Retrieving information from memory is not a neutral event, but it shapes memory. On the one hand, it is generally beneficial to the subsequent accessibility of retrieved information (Allen, Mahler, & Estes, 1969; Bjork, 1975; Roediger & Karpicke, 2006). On the other hand, retrieval can also cause forgetting of related, nonretrieved information. These opposing retrieval effects are mostly investigated separately, however. Here, we examined whether retrieval-induced forgetting (RIF) depended on strengthening caused by retrieval.

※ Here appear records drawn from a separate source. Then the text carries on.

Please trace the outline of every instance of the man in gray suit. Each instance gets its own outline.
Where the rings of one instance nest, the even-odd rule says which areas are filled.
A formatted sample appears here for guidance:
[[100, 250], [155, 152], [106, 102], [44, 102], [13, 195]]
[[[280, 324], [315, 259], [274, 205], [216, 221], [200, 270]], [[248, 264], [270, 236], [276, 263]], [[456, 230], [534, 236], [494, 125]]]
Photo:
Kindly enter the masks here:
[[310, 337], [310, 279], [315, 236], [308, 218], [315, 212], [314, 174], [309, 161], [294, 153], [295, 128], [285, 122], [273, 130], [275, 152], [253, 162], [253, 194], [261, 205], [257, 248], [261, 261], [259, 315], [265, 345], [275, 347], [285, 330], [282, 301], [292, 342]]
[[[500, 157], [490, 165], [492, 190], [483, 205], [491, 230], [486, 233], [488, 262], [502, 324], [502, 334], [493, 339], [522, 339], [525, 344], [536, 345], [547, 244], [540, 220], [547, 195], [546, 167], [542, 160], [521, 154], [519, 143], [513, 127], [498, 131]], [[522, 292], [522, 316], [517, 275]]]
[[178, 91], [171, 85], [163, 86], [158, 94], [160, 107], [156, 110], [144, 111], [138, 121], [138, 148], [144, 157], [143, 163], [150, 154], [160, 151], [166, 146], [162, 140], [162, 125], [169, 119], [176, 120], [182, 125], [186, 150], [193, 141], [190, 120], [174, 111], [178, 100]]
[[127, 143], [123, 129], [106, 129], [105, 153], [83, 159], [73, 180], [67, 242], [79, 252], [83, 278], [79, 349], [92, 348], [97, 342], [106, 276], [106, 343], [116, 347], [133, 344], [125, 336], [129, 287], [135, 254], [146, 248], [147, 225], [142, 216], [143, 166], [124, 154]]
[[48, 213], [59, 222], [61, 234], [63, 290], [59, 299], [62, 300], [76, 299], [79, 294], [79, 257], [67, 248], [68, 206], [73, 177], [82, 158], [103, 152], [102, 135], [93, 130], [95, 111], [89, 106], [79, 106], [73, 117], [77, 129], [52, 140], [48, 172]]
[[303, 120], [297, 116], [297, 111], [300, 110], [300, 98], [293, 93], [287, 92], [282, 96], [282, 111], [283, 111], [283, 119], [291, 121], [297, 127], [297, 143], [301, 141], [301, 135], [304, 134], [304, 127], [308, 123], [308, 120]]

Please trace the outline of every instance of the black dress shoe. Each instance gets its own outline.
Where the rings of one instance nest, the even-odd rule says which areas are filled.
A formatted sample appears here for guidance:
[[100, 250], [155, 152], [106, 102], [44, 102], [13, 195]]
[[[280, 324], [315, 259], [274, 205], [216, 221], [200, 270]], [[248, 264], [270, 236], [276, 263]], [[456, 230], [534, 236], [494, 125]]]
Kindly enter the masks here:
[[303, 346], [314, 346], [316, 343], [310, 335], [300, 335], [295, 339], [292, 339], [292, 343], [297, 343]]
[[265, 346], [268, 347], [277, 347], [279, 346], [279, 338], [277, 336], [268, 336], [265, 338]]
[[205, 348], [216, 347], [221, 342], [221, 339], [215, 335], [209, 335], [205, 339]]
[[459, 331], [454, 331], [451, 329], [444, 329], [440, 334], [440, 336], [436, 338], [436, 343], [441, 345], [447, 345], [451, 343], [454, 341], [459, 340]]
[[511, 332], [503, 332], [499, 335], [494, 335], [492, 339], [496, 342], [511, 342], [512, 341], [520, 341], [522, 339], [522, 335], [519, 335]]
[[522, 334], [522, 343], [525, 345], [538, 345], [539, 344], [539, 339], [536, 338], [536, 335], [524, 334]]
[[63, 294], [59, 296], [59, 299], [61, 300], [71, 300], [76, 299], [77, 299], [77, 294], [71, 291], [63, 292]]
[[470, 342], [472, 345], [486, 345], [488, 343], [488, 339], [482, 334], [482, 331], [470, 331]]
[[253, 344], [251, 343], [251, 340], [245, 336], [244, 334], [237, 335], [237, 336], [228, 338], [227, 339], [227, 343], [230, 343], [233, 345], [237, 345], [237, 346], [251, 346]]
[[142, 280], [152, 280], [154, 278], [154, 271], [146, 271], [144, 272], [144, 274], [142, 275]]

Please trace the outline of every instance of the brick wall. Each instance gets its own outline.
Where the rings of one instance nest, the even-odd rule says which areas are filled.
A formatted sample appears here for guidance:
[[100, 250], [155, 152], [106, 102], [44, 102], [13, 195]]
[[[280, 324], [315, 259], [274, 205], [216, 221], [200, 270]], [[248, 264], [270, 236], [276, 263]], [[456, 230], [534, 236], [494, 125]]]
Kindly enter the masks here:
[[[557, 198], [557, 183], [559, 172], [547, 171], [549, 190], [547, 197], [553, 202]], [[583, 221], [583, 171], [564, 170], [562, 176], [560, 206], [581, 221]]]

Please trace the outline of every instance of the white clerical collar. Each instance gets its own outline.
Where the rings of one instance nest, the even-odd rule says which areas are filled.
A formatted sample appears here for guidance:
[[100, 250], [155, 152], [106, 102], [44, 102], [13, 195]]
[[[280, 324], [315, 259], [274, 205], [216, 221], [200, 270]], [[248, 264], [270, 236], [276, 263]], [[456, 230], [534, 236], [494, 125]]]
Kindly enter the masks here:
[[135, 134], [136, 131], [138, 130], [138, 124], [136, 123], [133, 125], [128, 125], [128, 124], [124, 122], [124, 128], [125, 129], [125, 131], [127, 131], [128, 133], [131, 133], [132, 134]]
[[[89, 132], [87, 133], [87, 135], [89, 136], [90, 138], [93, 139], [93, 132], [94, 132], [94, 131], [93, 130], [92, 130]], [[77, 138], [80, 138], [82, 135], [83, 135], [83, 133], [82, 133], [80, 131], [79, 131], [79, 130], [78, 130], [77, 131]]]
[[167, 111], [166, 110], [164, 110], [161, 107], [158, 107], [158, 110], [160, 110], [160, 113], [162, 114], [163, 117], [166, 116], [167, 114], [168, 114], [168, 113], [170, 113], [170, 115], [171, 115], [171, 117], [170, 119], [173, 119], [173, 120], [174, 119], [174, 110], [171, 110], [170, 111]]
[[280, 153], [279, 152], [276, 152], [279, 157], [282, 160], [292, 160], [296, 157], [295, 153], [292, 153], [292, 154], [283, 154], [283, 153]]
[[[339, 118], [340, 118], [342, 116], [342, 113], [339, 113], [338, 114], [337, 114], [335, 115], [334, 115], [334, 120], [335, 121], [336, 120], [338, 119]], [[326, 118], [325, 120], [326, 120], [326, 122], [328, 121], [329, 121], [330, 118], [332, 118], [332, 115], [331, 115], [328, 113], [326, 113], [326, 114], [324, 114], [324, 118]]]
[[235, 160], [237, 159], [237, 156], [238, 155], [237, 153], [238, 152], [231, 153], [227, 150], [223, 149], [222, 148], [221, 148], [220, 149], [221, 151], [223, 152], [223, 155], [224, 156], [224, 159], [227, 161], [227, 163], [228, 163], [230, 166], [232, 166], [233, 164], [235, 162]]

Typically, RIF is analyzed in a paradigm that consists of three main phases (Anderson, Bjork, & Bjork, 1994). In the learning phase, participants study several sets of items in combination with a shared (category) cue that defines the specific set of items. In the subsequent retrieval-practice phase, participants are cued to recall half of the studied items from half of the sets. In the test phase, recall performance for all items is tested. The recall of practiced items (Rp+ items), nonpracticed items from practiced sets (Rp− items), and nonpracticed items from nonpracticed sets (Nrp items) is compared. Rp+ items usually profit from retrieval practice and are better recalled than are Nrp items. RIF manifests itself in significantly lower recall of Rp− items as compared with Nrp items. This effect has been demonstrated for a wide variety of materials, for example, for different kinds of verbal materials (Anderson & Bell, 2001; Anderson et al., 1994; Carroll, Campbell-Ratcliffe, Murnane, & Perfect, 2007; Tempel & Frings, 2015), images (Ciranni & Shimamura, 1999; Koutstaal, Schacter, Johnson, & Galluccio, 1999; Shaw, Bjork, & Handal, 1995), or motor actions (Reppa, Worth, Greville, & Saunders, 2013; Tempel & Frings, 2013, 2014b, 2015; Tempel, Loran, & Frings, 2015).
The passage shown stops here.